‘There ain’t gin’ to be no rain before evening.’ Ole Jimmy had repeated, looking at Rummins; and Rummins had stared back at him, the eyes glimmering with a slow anger.
All through the morning we had worked without a pause, loading the hay into the cart, trundling it across the field, pitching it out on to the slowly growing rick that stood over by the gate opposite the filling-station. We could hear the thunder in the south as it came towards us and moved away again. Then it seemed to return and remain stationary somewhere beyond the hills, rumbling intermittently. When we looked up we could see the clouds overhead moving and changing shape in the turbulence of the upper air, but on the ground it was hot and muggy and there was no breath of wind. We worked slowly, listlessly in the heat, shirts wet with sweat, faces shining.
Claud and I had worked beside Rummins on the rick itself, helping to shape it, and I could remember how very hot it had been and the flies around my face and the sweat pouring out everywhere; and especially I could remember the grim scowling presence of Rummins beside me, working with a desperate urgency and watching the sky and shouting at the men to hurry.
At noon, in spite of Rummins, we had knocked off for lunch.
Claud and I had sat down under the hedge with Ole Jimmy and another man called Wilson who was a soldier home on leave, and it was too hot to do much talking. Wilson had some bread and cheese and a canteen of cold tea. Ole Jimmy had a satchel that was an old gas-mask container, and in this, closely packed, standing upright with their necks protruding, were six pint bottles of beer.
‘Come on,’ he said, offering a bottle to each of us.
‘I’d like to buy one from you,’ Claud said, knowing very well the old man had little money.
‘Take it.’
‘I must pay you.’
‘Don’t be so daft. Drink it.’
He was a very good old man, good and clean, with a clean pink face that he shaved each day. He had used to be a carpenter, but they retired him at the age of seventy and that was some years before. Then the Village Council, seeing him still active, had given him the job of looking after the newly built children’s playground, of maintaining the swings and see-saws in good repair and also of acting as a kind of gentle watchdog, seeing that none of the kids hurt themselves or did anything foolish.
That was a fine job for an old man to have and everybody seemed pleased with the way things were going – until a certain Saturday night. That night Ole Jimmy had got drunk and gone reeling and singing down the middle of the High Street with such a howling noise that people got out of their beds to see what was going on below. The next morning they had sacked him saying he was a waster and a drunkard not fit to associate with young children on the playground.
But then an astonishing thing happened. The first day that he stayed away – a Monday it was – not one single child came near the playground.
Nor the next day, nor the one after that.
All week the swings and the see-saws and the high slide with steps going up to it stood deserted. Not a child went near them. Instead they followed Ole Jimmy out into a field behind the Rectory and played their games there with him watching; and the result of all this was that after a while the Council had had no alternative but to give the old man back his job.

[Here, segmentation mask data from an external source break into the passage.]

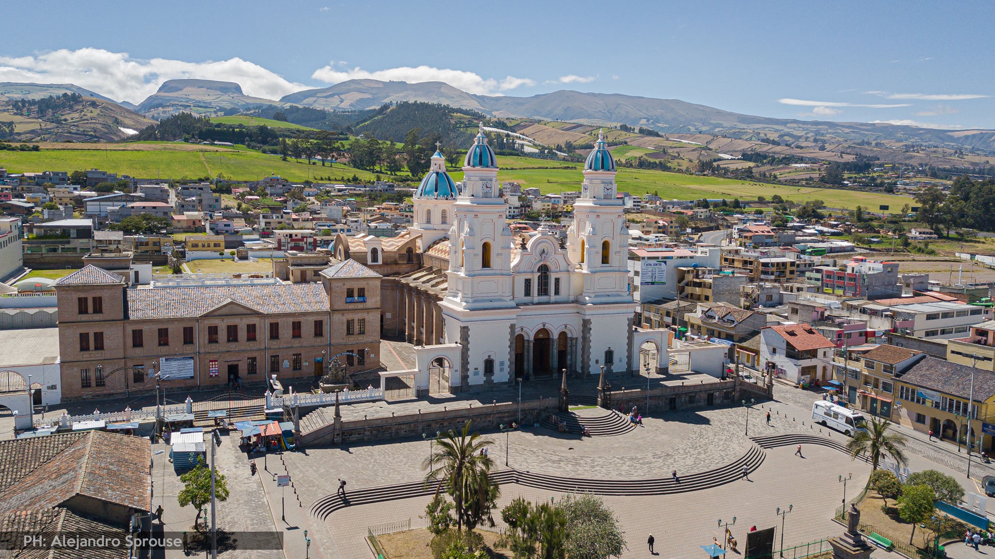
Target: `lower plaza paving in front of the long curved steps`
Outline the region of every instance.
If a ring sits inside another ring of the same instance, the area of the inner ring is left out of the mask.
[[[856,486],[867,482],[870,467],[854,466],[848,457],[828,448],[813,447],[805,454],[805,459],[799,459],[790,448],[768,451],[767,460],[750,475],[753,481],[740,480],[676,495],[603,497],[626,532],[628,550],[622,557],[650,557],[646,538],[653,533],[656,549],[663,556],[699,559],[702,557],[699,545],[711,543],[712,536],[721,538],[717,520],[729,520],[732,516],[736,517],[736,523],[731,529],[740,550],[746,540],[745,532],[752,525],[757,528],[776,525],[779,539],[780,522],[775,508],[787,508],[789,504],[794,508],[785,522],[785,545],[814,542],[842,533],[844,527],[832,520],[843,492],[837,475],[854,469],[851,483]],[[498,507],[519,495],[533,501],[560,497],[558,493],[532,487],[504,485]],[[423,525],[418,515],[424,514],[427,502],[427,498],[412,498],[333,513],[326,527],[341,555],[326,553],[326,557],[367,556],[363,541],[367,526],[409,518],[413,525]]]

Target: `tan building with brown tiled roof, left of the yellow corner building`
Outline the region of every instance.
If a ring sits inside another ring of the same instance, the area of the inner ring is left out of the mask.
[[[864,352],[862,357],[861,372],[847,375],[843,389],[846,399],[852,407],[891,420],[896,378],[927,355],[886,343]]]

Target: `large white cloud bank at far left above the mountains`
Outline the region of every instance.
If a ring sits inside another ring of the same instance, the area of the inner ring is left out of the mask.
[[[193,78],[236,82],[247,95],[280,98],[307,89],[239,58],[184,62],[132,59],[102,49],[61,49],[29,57],[0,57],[0,82],[76,84],[116,100],[139,103],[167,80]]]

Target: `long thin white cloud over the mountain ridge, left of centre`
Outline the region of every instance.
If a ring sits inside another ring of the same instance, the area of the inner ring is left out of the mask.
[[[403,66],[370,72],[359,67],[352,70],[339,71],[333,69],[332,65],[328,65],[315,70],[311,78],[320,80],[326,84],[338,84],[347,80],[380,80],[383,82],[407,82],[409,84],[445,82],[465,92],[482,95],[506,92],[521,86],[535,85],[535,82],[527,78],[508,76],[500,81],[493,79],[485,80],[473,72],[439,69],[431,66],[419,66],[417,68]]]

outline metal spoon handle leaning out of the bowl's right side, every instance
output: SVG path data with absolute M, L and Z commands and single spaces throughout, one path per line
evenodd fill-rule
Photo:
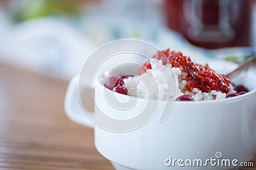
M 243 64 L 241 64 L 239 67 L 237 67 L 236 69 L 234 69 L 234 71 L 231 71 L 230 73 L 228 73 L 226 76 L 228 79 L 237 76 L 237 74 L 241 73 L 242 71 L 252 67 L 252 66 L 256 66 L 256 55 L 254 55 L 252 57 L 252 59 L 244 62 Z

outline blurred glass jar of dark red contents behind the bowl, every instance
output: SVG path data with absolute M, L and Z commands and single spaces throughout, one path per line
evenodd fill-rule
M 166 0 L 168 27 L 204 48 L 250 46 L 251 0 Z

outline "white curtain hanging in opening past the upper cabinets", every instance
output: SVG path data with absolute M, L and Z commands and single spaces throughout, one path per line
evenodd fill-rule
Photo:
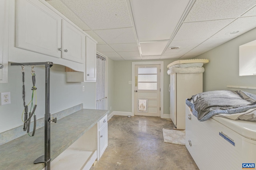
M 106 109 L 106 94 L 105 94 L 105 82 L 106 82 L 106 58 L 100 55 L 97 57 L 97 80 L 96 80 L 96 108 Z

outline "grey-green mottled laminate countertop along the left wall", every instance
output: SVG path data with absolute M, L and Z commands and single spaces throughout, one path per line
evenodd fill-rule
M 102 119 L 108 110 L 81 109 L 51 123 L 51 158 L 54 160 L 86 131 Z M 57 117 L 58 119 L 58 117 Z M 0 169 L 42 170 L 44 163 L 34 160 L 44 155 L 44 127 L 34 137 L 24 135 L 0 146 Z

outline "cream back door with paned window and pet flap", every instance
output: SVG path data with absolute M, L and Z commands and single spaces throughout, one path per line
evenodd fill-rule
M 160 64 L 135 65 L 134 114 L 160 116 Z

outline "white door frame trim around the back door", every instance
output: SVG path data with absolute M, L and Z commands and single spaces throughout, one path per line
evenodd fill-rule
M 135 65 L 152 65 L 152 64 L 160 64 L 160 117 L 161 118 L 166 118 L 164 116 L 164 61 L 141 61 L 141 62 L 132 62 L 132 116 L 134 116 L 134 77 L 135 77 Z M 170 117 L 168 117 L 170 118 Z

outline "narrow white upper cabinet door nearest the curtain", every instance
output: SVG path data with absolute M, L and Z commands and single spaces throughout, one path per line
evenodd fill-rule
M 86 74 L 85 79 L 96 81 L 96 43 L 89 37 L 86 37 Z

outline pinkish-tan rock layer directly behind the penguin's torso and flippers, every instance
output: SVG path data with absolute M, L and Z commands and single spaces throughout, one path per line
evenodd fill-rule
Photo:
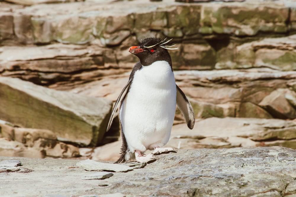
M 260 68 L 174 73 L 176 83 L 189 97 L 196 118 L 296 118 L 296 110 L 293 107 L 293 100 L 296 99 L 293 89 L 296 81 L 295 71 Z M 90 83 L 59 88 L 115 101 L 128 81 L 128 75 L 129 73 L 103 77 Z M 286 93 L 281 94 L 283 91 Z M 274 98 L 275 92 L 279 92 L 282 99 L 264 104 L 268 97 Z M 284 112 L 273 108 L 288 109 L 289 115 L 282 115 Z M 183 120 L 179 110 L 176 111 L 176 120 Z

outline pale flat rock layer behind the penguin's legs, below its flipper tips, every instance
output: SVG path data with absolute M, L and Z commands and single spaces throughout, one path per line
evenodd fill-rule
M 174 125 L 165 147 L 174 149 L 285 146 L 295 149 L 296 122 L 259 118 L 197 119 L 190 130 L 186 123 Z M 117 160 L 121 140 L 94 149 L 94 160 Z M 150 151 L 147 151 L 147 154 Z

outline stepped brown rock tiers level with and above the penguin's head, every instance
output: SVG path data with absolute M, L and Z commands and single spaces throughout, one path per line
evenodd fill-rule
M 4 61 L 2 54 L 0 72 L 38 84 L 83 81 L 110 75 L 104 70 L 108 66 L 130 69 L 137 59 L 128 53 L 128 48 L 149 36 L 174 38 L 179 47 L 178 51 L 171 52 L 175 69 L 294 68 L 295 50 L 293 47 L 285 48 L 285 45 L 293 45 L 287 42 L 294 38 L 285 38 L 287 42 L 284 43 L 268 39 L 258 41 L 259 44 L 250 43 L 260 40 L 262 32 L 270 37 L 293 34 L 295 9 L 283 1 L 186 4 L 173 0 L 141 0 L 32 6 L 0 2 L 0 5 L 0 27 L 3 27 L 0 28 L 0 45 L 6 46 L 0 51 L 5 56 L 26 51 L 22 57 L 18 55 L 8 62 Z M 20 43 L 27 46 L 8 47 Z M 266 48 L 264 43 L 283 46 L 268 49 L 270 46 Z M 44 46 L 29 47 L 40 44 Z M 35 56 L 36 51 L 42 53 L 38 52 L 39 58 Z M 30 60 L 32 65 L 28 65 Z M 56 67 L 48 71 L 48 65 Z M 60 71 L 60 65 L 65 70 Z M 69 70 L 69 65 L 73 65 L 73 70 Z

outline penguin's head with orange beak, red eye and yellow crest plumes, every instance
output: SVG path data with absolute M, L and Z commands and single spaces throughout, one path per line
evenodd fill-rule
M 172 48 L 174 45 L 170 43 L 171 40 L 144 38 L 139 46 L 129 48 L 129 52 L 137 56 L 143 66 L 149 66 L 155 61 L 167 61 L 171 65 L 172 60 L 168 50 L 178 49 Z

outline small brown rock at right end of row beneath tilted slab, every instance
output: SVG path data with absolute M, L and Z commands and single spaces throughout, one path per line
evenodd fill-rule
M 79 149 L 71 144 L 58 142 L 52 149 L 46 149 L 46 155 L 50 157 L 78 157 Z

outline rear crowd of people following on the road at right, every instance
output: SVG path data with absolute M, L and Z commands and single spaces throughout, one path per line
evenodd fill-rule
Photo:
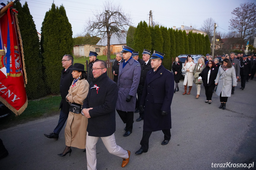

He still had it now and he still got drunk and no one said anything about it any more. He left it only for a few days each year, at haymaking time. All his life Ole Jimmy had loved to go haymaking and he wasn’t going to give it up yet.
‘Your want one?’ he asked now, holding a bottle out to Wilson, the soldier.
‘No thanks. I got tea.’
‘They say tea’s good on a hot day.’
‘It is. Beer makes me sleepy.’
‘If you like,’ I said to Ole Jimmy, ‘we could walk across to the filling-station and I’ll do you a couple of nice sandwiches? Would you like that?’
‘Beer’s plenty. There’s more food in one bottle of beer, me lad, than twenty sandwiches.’
He smiled at me, showing two rows of pale-pink, toothless gums, but it was a pleasant smile and there was nothing repulsive about the way the gums showed.
We sat for a while in silence. The soldier finished his bread and cheese and lay back on the ground, tilting his hat forward over his face. Ole Jimmy had drunk three bottles of beer, and now he offered the last to Claud and me.
‘No thanks.’
‘No thanks. One’s plenty for me.’
The old man shrugged, unscrewed the stopper, tilted his head back and drank, pouring the beer into his mouth with the lips held open so the liquid ran smoothly without gurgling down his throat. He wore a hat that was of no colour at all and of no shape, and it did not fall off when he tilted back his head.
‘Ain’t Rummins goin’ to give that old horse a drink?’ he asked, lowering the bottle, looking across the field at the great carthorse that stood steaming between the shafts of the cart.
‘Not Rummins.’
‘Horses is thirsty, just the same as us.’ Ole Jimmy paused, still looking at the horse. ‘You got a bucket of water in that place of yours there?’